The whole world seems to have bought into it, proper music magazines do it, proper writers do it, intelligent, as well as idiotic d.j's do it. It's baffling, We live in an era where there is so much good new stuff about, and is easily available, that it's enough to make your head spin; but the mainstream can think of nothing but the past. We should not forget the past, and there is nothing wrong with revering it, but we are all becoming slaves to it.
Roger Daltrey is playing in Newport later in the year. Newport and environs is excited. Big star coming to play. I think the cheapest ticket is 45 quid. Lets face it, he is an old man, who will be backed by a bunch of session musicians. Imagine if you had seen Daltrey as a young man, in all his energetic and fiery pomp, before anyone else had heard of him, or when the Who hadn't quite broke through and you could still see them in small venues, ripping it up. Just imagine that.

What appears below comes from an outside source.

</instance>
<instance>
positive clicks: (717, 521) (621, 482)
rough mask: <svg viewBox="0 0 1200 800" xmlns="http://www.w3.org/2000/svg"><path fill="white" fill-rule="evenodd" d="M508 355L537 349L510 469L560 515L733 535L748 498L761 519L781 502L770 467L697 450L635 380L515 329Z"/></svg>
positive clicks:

Well, you don't really have to imagine it, because there are brilliant bands playing in most towns every night. Some town have several brilliant bands playing every night. I would rather spend a fiver or a tenner taking a chance on some unknown or little known band and seeing 5 or 6 of them than seeing an ancient Roger Daltrey creak his way through his greatest hits just the once, for the same money. You don't even have to take a chance, the internet will give you more than a flavour of what to expect before you part with your cash, and you might just be seeing someone who in a years time will be the talk of Later With Jools Holland. It has to make more sense.